FAMILIE VAN DER KAAP

Andere trefwoorden brachten me op een website over ondermeer de stamboom van de Familie van der Kaap. Zo ben ik er achter gekomen dat de boerderij op de foto mogelijk het ouderlijk huis is van Bieuwkje van der de Kaap. Haar ouders heetten Johannes van der Kaap en Aaltje Zuidema. Dit oudere echtpaar staat links op de foto voor de boerderij.
Nú herkende ik ze, alhoewel vaag, maar er zijn een aantal overeenkomsten. Hieronder zie je ze naast elkaar toen zij nog jonger waren (bron foto http://www.vanderkaap.org).
Zoals je ziet heeft Aaltje Zuidema een karakteristiek gezicht met ronde wenkbrouwen en zachte rondingen en is Johannes van der Kaap een flink stuk groter.

De drie dames op de foto van de boerderij (boven dit artikel), die rechts staan voor de boerderij, herkende ik van een andere foto op genoemde website. Zie de foto hieronder. Dit zijn de inmiddels ouder geworden drie zussen en de dochters van het oude echtpaar (Johannes van der Kaap en Aaltje Zuidema). De oudste zus is heel lang (wellicht de genen van haar lange vader) en toevallig staan ze voor de boerderij ook in dezelfde volgorde als op de foto hieronder.

Alida, Aaltje en Bieuwkje van der Kaap

Mijn oma ‘Alida de Goede’ is dus vernoemd naar de oudste zuster van Bieuwkje: ‘Alida van der Kaap’, de lange vrouw hierboven links op de foto, dit is dus de oudste zus, zij staat voor de deuropening van de boerderij met een wit schort aan.

ENGELINE ELISABETH

Het meisje dat helemaal rechts staat voor de boerderij is vermoedelijk de tweede dochter uit het eerste huwelijk van Bieuwkje van der Kaap. Ik denk dat omdat het er uit ziet alsof zij zich aan de zijde van haar moeder (Bieuwkje van der Kaap) heeft geschaard toen de foto werd gemaakt. Haar moeder is dus de derde zus voor de boerderij het meest rechts. En als je goed kijkt naar de contouren van haar zwarte jurk, was Bieuwkje hoogzwanger, zij was toen 28 jaar. Hieruit -de familiegeschiedenis bestuderende- heb ik herleid dat de foto van de boerderij begin 1905 gemaakt moet zijn.

De kinderen in de deuropening van de boerderij kunnen van het eerste huwelijk van Gerrit de Goede zijn, en het opgetilde jongetje eventueel ook de eerste zoon van Bieuwkje, alhoewel die maar twee jaar scheelde met zijn oudere zus, kan een lengteverschil op die leeftijd significant groter zijn.

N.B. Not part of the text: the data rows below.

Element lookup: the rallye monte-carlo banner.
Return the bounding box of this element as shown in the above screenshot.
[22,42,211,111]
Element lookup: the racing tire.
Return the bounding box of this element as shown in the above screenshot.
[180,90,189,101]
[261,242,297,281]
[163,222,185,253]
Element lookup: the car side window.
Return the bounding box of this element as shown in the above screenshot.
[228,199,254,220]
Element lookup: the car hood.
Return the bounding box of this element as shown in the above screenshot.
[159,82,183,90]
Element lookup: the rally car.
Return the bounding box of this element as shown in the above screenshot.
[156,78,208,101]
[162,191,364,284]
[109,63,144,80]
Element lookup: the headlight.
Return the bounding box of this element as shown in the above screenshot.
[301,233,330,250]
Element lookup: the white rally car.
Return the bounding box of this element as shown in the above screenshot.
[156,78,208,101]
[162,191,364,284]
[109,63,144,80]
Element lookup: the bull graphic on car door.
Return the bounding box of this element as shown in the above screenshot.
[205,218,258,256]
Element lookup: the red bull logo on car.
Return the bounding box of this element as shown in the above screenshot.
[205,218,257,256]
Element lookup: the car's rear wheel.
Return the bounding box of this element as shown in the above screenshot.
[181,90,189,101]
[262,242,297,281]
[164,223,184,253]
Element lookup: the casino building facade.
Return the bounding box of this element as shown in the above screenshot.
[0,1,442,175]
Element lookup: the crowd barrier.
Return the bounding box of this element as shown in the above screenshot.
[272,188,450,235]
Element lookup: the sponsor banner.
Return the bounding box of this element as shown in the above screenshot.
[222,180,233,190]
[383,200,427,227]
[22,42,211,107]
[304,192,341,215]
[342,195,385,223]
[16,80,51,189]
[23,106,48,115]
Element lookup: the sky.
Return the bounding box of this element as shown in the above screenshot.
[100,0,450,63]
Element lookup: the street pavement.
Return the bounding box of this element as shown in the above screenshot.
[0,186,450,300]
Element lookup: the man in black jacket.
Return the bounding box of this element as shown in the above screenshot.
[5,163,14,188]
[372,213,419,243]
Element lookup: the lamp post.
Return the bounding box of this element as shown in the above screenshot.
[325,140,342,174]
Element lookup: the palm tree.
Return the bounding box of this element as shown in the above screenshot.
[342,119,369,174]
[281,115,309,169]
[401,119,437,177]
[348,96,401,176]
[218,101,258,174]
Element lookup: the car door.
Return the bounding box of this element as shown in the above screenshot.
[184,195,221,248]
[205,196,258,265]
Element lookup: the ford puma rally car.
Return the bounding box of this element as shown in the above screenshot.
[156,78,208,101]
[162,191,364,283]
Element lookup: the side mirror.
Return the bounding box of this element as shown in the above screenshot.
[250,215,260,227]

Maar het kunnen dus ook kinderen van Gerrit zijn (stief -broers en -zussen van mijn oma).

VIJF BIEUWKJES

Mijn moeder haar eerste voornaam is eveneens Bieuwkjen. Zij vertelde dat zij is vernoemd naar haar oma en overgrootoma, maar de laatste is haar betovergrootmoeder (en derhalve mijn ‘Oudmoeder’). Zij heette Bieuwkjen Wijnalda. Deze Bieuwkjen is geschreven met een ‘n’ op het einde en de ander zonder. Het merkwaardige is dat beide Bieuwkjes met een Gerrit zijn getrouwd geweest. (Het duurde even voordat ik het door had, en was héél verwarrend, daarom schrijf ik nu steeds bij elke nieuwe paragraaf hun volledige geboortenaam).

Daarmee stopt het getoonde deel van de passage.